Aim of the study: Identification of the key therapeutic active ingredients in PCP for CRC through in vitro and in vivo experiments, and unraveling and validating their main mechanisms of action in CRC therapy.

Materials and methods: Initially, key active compounds were isolated and identified from PCP using SPE, HPLC, and UPLC-MS. In vitro and in vivo experiments demonstrated that the compound inhibits proliferation, migration, and cell cycle progression in HCT116 and HT29 cells, and exhibited tumor-suppressive efficacy in an HT29 nude mouse xenograft model. Finally, the molecular mechanism of CRC treatment was elucidated by combining RNA-seq, TCGA database and siRNA knockdown assay.
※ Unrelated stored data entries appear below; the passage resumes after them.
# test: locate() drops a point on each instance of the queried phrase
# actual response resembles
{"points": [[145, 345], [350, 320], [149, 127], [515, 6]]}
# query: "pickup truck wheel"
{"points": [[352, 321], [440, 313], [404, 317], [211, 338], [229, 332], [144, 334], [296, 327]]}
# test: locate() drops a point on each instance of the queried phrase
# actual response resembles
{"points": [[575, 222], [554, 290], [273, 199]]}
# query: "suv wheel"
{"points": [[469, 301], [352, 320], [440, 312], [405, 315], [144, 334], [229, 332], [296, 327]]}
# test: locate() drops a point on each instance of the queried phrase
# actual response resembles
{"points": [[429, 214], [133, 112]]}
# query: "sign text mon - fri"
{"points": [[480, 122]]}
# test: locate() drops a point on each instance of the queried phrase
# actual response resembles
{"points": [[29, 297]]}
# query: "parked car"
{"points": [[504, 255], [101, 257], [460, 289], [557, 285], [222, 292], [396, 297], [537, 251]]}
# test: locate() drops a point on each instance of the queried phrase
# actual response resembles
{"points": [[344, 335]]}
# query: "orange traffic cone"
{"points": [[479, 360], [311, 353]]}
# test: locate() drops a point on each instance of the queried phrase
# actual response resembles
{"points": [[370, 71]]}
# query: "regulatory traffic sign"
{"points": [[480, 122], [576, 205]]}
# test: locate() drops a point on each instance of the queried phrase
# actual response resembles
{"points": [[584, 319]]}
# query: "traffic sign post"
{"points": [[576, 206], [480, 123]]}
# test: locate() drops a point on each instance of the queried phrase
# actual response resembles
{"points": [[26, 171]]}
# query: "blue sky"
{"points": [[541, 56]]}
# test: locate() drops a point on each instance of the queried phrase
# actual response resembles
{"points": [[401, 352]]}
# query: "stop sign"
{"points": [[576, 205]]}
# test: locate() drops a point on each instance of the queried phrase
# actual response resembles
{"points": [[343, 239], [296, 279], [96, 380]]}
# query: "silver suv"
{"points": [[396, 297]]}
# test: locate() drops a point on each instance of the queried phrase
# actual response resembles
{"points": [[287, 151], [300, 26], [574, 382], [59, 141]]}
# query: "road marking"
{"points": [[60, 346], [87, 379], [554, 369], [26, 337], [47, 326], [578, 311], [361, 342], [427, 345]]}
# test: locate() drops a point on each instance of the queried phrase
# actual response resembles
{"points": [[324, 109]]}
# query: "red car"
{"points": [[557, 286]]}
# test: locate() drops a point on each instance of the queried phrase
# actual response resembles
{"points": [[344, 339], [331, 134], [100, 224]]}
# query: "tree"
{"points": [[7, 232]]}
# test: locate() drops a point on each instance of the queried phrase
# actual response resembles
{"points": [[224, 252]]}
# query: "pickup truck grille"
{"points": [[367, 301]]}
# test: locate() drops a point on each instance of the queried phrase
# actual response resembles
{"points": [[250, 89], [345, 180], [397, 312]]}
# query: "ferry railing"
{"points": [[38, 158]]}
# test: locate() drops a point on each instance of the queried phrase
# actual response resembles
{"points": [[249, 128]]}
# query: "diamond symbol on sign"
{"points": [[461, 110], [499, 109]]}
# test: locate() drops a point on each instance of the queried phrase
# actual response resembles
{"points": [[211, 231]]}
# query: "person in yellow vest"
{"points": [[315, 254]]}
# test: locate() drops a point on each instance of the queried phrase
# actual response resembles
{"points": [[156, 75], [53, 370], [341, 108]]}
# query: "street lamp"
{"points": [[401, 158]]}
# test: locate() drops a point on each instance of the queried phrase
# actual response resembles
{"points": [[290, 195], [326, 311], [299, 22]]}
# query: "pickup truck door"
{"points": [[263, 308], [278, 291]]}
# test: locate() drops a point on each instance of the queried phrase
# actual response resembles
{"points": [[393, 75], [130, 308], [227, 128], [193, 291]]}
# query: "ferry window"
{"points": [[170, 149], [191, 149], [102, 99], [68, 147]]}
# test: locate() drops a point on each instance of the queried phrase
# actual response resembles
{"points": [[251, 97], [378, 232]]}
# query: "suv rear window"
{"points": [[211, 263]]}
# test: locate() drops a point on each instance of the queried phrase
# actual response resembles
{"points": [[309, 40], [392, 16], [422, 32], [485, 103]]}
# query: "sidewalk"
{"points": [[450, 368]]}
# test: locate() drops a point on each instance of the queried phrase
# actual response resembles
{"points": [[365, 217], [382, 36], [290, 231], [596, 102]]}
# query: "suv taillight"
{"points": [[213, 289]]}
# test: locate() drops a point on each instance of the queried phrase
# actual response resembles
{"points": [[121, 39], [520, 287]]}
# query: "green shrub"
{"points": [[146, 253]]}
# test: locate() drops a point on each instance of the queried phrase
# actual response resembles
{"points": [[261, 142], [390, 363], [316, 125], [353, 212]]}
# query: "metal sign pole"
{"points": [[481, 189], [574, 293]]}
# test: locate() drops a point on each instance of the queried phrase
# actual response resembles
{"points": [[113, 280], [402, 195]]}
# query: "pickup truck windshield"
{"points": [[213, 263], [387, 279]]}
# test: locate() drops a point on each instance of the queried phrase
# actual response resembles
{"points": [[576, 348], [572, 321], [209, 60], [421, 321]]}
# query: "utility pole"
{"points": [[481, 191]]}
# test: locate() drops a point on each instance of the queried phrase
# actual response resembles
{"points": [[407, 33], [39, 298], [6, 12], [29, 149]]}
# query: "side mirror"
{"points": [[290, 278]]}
Results: The key active ingredient of CRC inhibition in PCP was identified as Thonningianin A (TA) by isolation and extraction techniques combined with cellular experiments, and then in vitro experiments showed that TA dose-dependently inhibited the proliferation, migration and clone formation of CRC cells and induced G1-phase blockage, and in vivo experiments showed that high doses of TA significantly inhibited the growth of tumors in nude mice, which further confirmed the therapeutic effect of TA in CRC treatment. Subsequently, in combination with RNA-seq and online pharmacology database, it was found that TA specifically activated oncogene p21/CDKN1A, and its knockdown reversed TA-induced cycle block and proliferation inhibition, and the low expression of p21 in CRC was further confirmed by TCGA data.

Conclusion: It is clear that TA is the key active ingredient of PCP against CRC, and its up-regulation of p21 expression induces G1-phase blockade and inhibits tumor progression.